Obama better brush up on Red State geography…
flockwoodBarack Obama better get out a map of the United States and study it closely between now and November. And he’d better drum up some better excuses for why he’s so wildly unpopular in Kentucky. This week, Ryan Alessi of the Lexington Herald-Leader asked the Illinois senator why he is trailing Hillary Clinton so badly in the polls in the Bluegrass State and here’s Obama’s geographically-challenged reply:
“What it says is that I’m not very well known in that part of the country,” Obama said. “Sen. Clinton, I think, is much better known, coming from a nearby state of Arkansas. So it’s not surprising that she would have an advantage in some of those states in the middle.”
The nearby state of Arkansas? Better get out a road map. “That part of the country” — Kentucky – borders Illinois! Arkansas, by the way, does not border Kentucky.
And Kentucky’s population centers are far closer to the Land of Lincoln than to the Land of Clinton. Louisville to Chicago? It’s only a 298-mile trip. Louisville to Little Rock? It’s 521 miles. Likewise, Lexington and the Cincinnati suburbs in Northern Kentucky are all a lot closer to Obama’s front door than to the Arkansas governor’s mansion that Hillary called home…
To read Alessi’s story, click here.
May 17th, 2008 at 8:29 am
I will say this, there have been some pretty wild commenting e mails circulating around here along with some disturbing almost white supremacy comments that have hurt him.

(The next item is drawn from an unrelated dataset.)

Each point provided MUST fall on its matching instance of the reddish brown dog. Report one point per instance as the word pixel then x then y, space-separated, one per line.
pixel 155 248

When out and about talking politics, the conversation comes back to the basis of those emails. Want to read some interesting and scary comments, log on to the state journal in Frankfort KY and read some of the forums. Its scary that people can think that way.
May 17th, 2008 at 1:28 pm
To be fair, Arkansas and Kentucky aren’t very far apart. At the closest point (near Piggot, Arkansas, to the Kentucky Bend) the distance is barely 30 miles.
Obviously there’s a lot more to “sameness” than geographic proximity. In terms of culture and political issues, Kentucky might be a lot closer to Arkansas than to urban Illinois. North and South and all that. No one would say that Watts and Beverly Hills are basically the same place just because they are a few miles apart.